After NABJ left in 2011, UNITY: Journalists of Color invited NLGJA to join the coalition and changed its name to UNITY: Journalists for Diversity. In 2013, NAHJ — the second largest coalition group — left.
The dissolution of the original coalition caused pain and anger among some of those who were with UNITY at its start.
“It’s not mine,” said Will Sutton, a cofounder of UNITY and a former NABJ president. “My intention and desire was to have journalists of color.”
Sutton and fellow reporter Juan Gonzalez came up with the idea of UNITY: Journalists of Color in the 1980s when they were both covering city hall in Philadelphia. The two were competitors in journalism but friends. Through informal and formal meetings, the two bridged the gap between NABJ and NAHJ.
Several years later, UNITY held its first conference in 1994, with more than 6,000 attendees and four minority journalists associations represented: NABJ, NAHJ, AAJA and NAJA.

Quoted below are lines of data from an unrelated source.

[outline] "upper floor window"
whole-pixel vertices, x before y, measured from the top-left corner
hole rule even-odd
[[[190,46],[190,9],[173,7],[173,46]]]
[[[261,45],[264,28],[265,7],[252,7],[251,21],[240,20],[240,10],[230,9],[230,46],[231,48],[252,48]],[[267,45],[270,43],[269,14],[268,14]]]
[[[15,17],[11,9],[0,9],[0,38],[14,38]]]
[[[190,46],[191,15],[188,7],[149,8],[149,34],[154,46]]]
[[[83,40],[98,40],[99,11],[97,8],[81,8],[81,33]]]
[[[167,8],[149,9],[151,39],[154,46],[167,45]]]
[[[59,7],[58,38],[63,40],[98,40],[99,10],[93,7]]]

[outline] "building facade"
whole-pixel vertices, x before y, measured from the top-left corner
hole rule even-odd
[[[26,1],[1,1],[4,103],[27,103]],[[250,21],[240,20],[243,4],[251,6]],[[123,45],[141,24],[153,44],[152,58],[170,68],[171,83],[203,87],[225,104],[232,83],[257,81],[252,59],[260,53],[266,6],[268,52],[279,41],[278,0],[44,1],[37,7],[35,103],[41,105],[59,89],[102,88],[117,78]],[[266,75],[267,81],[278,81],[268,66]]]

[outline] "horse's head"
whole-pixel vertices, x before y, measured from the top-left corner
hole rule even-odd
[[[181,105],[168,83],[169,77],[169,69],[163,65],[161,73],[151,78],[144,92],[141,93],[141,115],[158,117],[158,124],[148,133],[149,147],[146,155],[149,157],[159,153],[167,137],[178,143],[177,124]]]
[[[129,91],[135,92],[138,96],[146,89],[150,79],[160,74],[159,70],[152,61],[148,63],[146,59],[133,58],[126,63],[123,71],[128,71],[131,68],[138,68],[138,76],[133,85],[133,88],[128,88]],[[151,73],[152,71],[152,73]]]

The sheer size of the group pushed media companies to recognize the importance of diversifying their staffs and increasing coverage of ethnic communities. It also made it easier for recruiters to meet talented non-white reporters in one central location.
UNITY continued to hold three more conferences, but the group fell apart after NABJ wanted a larger cut of the revenue. NABJ said it brought more than 50 percent of the attendees at the 2008 convention, yet received just 25 percent of the revenue based on the coalition’s model.
“We weren’t getting our fair share,” said Gregory Lee, NABJ treasurer at the time.
UNITY held one more convention with AAJA, NAJA, NAHJ and NLGJA in 2012, before shifting to smaller regional summits, said President Russell Contreras. A UNITY summit in Phoenix this year drew about 100 people.
The 2012 convention brought just $69,203 in net proceeds to AAJA, 61 percent less revenue than the 2008 convention when NABJ was part of the coalition.
But AAJA’s President Paul Cheung said his group hasn’t experienced a loss of influence with the changes in UNITY’s structure. Bringing presidential candidates to AAJA’s town hall for the AAPI community depended mainly on timing and location, Cheung said.
“I don’t think we lost out on anything,” he said.
There may be hope for a future UNITY convention. NAHJ President Mekahlo Medina said he would consider a joint conference if the revenue model was reworked to be more equitable. He said this year’s NAHJ and NABJ joint conference had a “proportional” revenue split, but didn’t provide details.
“If it’s going to cost you money, it doesn’t make sense,” Medina said.
Medina was just a high school student when he went to his first UNITY conference in 1994 and it had a powerful impact.
“It was the first time I felt such a massive representation of journalists of color doing what I wanted to do,” he said.